At /memory status, if memory_stats has >= 10 rows, Harvey computes three signals:

Budget saturation — avg(injected_tokens / budget_tokens): if > 0.90, the budget is being maxed out and relevant memories are likely cut off. Suggestion: increase budget_pct.
Compression frequency — fraction of sessions where compressed = 1: if > 0.50, rolling summary fires often. This is informational — compression is working as intended.
Throughput trend — if avg_tokens_per_sec is low (< 2 tok/s on this hardware) AND budget saturation is high, the model is struggling with a large context. Suggestion: reduce budget_pct and rely more on lexical retrieval. This is the opposite of signal 1 and the signals are evaluated together.

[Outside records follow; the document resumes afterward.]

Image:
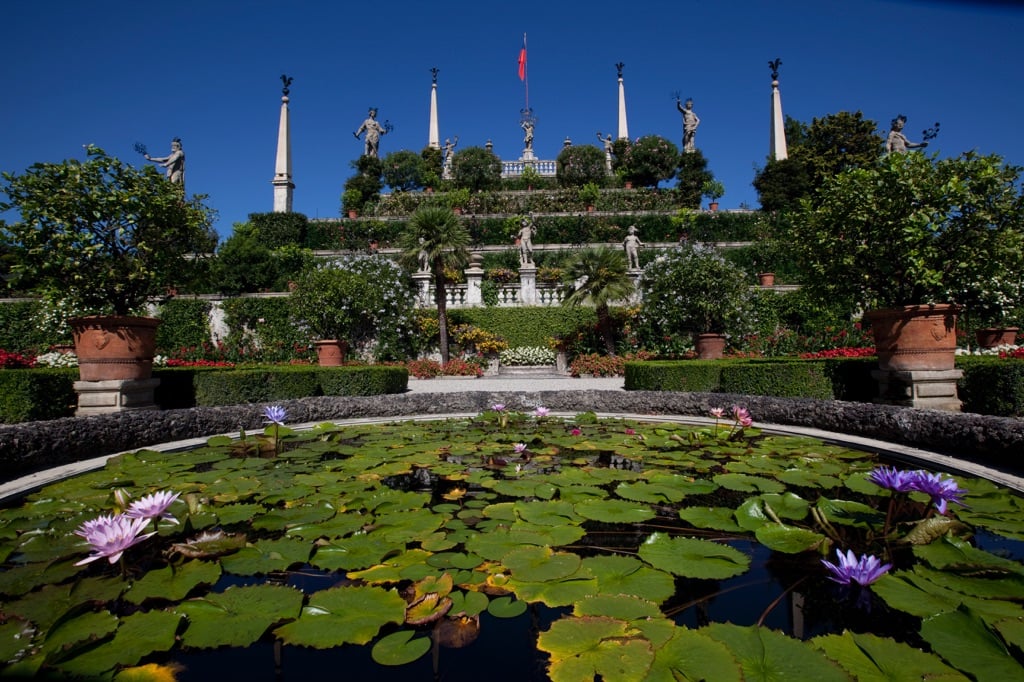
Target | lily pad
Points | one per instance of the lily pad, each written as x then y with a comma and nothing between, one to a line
693,558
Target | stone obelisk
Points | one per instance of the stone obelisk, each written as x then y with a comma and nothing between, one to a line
283,185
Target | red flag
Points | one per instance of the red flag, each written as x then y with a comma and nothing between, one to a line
522,59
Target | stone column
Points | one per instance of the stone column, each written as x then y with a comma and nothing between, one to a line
422,281
527,285
474,275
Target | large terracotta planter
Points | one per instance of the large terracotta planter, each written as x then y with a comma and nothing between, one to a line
710,346
331,352
114,347
992,338
914,337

Output format (in `/memory status`)

Memory budget:  25% of context (512 tokens on granite3.3:2b)
Budget advice:  avg utilisation 93% over last 12 sessions —
                consider increasing memory.budget_pct to 0.35

Or, if things look healthy:

Memory budget:  25% of context (512 tokens on granite3.3:2b)
Budget advice:  avg utilisation 61% — current setting looks good

Harvey never changes budget_pct automatically; it only surfaces the suggestion. The user edits harvey.yaml to act on it.

Schema addition

CREATE TABLE IF NOT EXISTS memory_stats (
    id           INTEGER PRIMARY KEY AUTOINCREMENT,
    session_id   TEXT    NOT NULL,
    budget_tokens  INTEGER NOT NULL DEFAULT 0,
    injected_tokens INTEGER NOT NULL DEFAULT 0,
    compressed   INTEGER NOT NULL DEFAULT 0,  -- bool
    recorded_at  TEXT    NOT NULL
);

This table is added to memoriesSchema in memory_store.go and populated at session end by a new RecordSessionStats method on MemoryStore.

Out of Scope

The following are noted but deferred:

Planar / hierarchical memory (2D/3D): graph or tree structure between memory documents. Useful for concept mapping but adds retrieval complexity not justified at current scale.
Per-turn retrieval: querying memory on every model turn, not just at session start. Doubles LLM calls on Pi hardware.
Consolidation / forgetting policies: merging near-duplicate memories or decaying low-access ones. Useful future work.
Parametric / latent memory: fine-tuning or KV-cache manipulation. Requires infrastructure not available on Pi.
Auto-mine on session end (v1): desirable but lower priority than unified retrieval and budget management. Deferred to a follow-on plan item.